Darknet satıcıları ayrıca kötü amaçlı uygulamayı alıcı için yayınlamayı da teklif edebiliyor. Böylece alıcı Google Play ile doğrudan etkileşime girmese de, kurbanların tüm verilerini uzaktan alabiliyor. Böyle bir durumda ilk anda geliştiricinin alıcıyı kolayca kandırma ihtimali akla gelse de, Darknet kullanıcıları arasında itibarlarını korumak ve sürdürmek, garantili iş vaat etmek ve ödemeyi anlaşmanın şartları yerine getirildikten sonra kabul etmek gibi davranışlar oldukça yaygın. Anlaşma yaparken riskleri azaltmak için siber suçlular genellikle “emanetçi” olarak bilinen, konuyla ilgisiz aracıların hizmetlerine başvuruyorlar. Emanetçi özel bir hizmet tarafından gölge platform olarak sağlanabiliyor veya yapılan işlemin sonuçlarıyla ilgilenmeyen bir üçüncü taraf olarak konumlandırılabiliyor.
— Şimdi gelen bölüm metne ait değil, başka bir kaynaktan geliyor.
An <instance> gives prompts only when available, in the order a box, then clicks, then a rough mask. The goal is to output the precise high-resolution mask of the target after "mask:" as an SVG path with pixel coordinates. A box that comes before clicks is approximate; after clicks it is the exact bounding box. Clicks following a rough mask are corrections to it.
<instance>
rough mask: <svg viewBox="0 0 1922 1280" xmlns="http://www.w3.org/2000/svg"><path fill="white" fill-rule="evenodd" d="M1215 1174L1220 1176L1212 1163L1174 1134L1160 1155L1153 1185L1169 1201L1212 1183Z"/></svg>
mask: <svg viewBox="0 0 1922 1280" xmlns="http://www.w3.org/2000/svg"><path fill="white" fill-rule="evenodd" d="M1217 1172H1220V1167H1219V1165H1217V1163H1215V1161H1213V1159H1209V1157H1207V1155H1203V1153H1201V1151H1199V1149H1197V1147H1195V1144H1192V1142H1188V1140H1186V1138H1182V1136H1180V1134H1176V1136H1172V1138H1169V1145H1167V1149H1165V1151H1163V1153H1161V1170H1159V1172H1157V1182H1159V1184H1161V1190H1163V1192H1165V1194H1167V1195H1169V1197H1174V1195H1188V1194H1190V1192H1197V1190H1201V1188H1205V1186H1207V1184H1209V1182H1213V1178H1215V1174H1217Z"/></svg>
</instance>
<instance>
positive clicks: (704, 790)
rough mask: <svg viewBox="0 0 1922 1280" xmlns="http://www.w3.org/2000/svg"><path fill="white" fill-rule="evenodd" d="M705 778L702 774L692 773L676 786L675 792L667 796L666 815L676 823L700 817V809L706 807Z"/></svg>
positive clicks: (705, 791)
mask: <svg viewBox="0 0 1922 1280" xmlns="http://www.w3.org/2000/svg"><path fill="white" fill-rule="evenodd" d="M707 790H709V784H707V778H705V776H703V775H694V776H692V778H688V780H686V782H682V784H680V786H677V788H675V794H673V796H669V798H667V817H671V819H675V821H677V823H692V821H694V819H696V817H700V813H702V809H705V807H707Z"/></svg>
Kaspersky Güvenlik Uzmanı Alisa Kulishenko, şunları söylüyor: “Kötü niyetli mobil uygulamalar, kullanıcıları hedef alan en önemli siber tehditler arasında yer almaya devam ediyor. 2022 yılında bu yolla 1,6 milyondan fazla mobil saldırı tespit edildi. Neyse ki zamanla kullanıcıları bu saldırılardan koruyan siber güvenlik çözümlerinin kalitesi de artıyor. Darknet üzerinde siber suçluların zararlı uygulamaları resmi mağazalara artık çok daha zor yükleyebildiklerinden yakınan mesajlarına rastladık. Ancak bu aynı zamanda yöntemlerin de daha sofistike hale gelebileceği anlamı taşıyor. Bu nedenle kullanıcılar tetikte olmalı ve hangi uygulamaları indirdiklerini dikkatlice kontrol etmeli.”
Kaspersky, mobil tehditlere karşı güvende kalmak için şunları öneriyor:
- Kullandığınız uygulamaların istediği izinleri kontrol edin ve özellikle Erişilebilirlik Hizmetlerini kullanma izni gibi yüksek riskli izinler söz konusu olduğunda, uygulamaya izin vermeden önce iyi düşünün. Örneğin bir el feneri uygulamasının ihtiyaç duyduğu tek izin feneri yakmaktır. Bunun için kamera erişimine bile ihtiyaç duymaması gerekir.
- Güvenilir bir güvenlik çözümü, kötü amaçlı uygulamaları ve reklam yazılımlarını aygıtınızda kötü niyetli faaliyetleri gerçekleştirmeye başlamadan önce tespit etmenize yardımcı olabilir.
- iPhone kullanıcıları Apple tarafından sağlanan bazı gizlilik denetimlerine sahiptir. Kullanıcılar istenen izinlerin gereksiz olduğunu düşünürlerse, uygulamaların fotoğraflara, kişilere ve GPS bağlantısına erişim izinlerini kaldırabilir ve engelleyebilirler.
- İşletim sisteminizi ve önemli uygulamalarınızı güncellemeler yayınladıkça güncelleyin. Birçok güvenlik sorunu, yazılımların güncellenmiş sürümleri yüklenerek çözülebilir.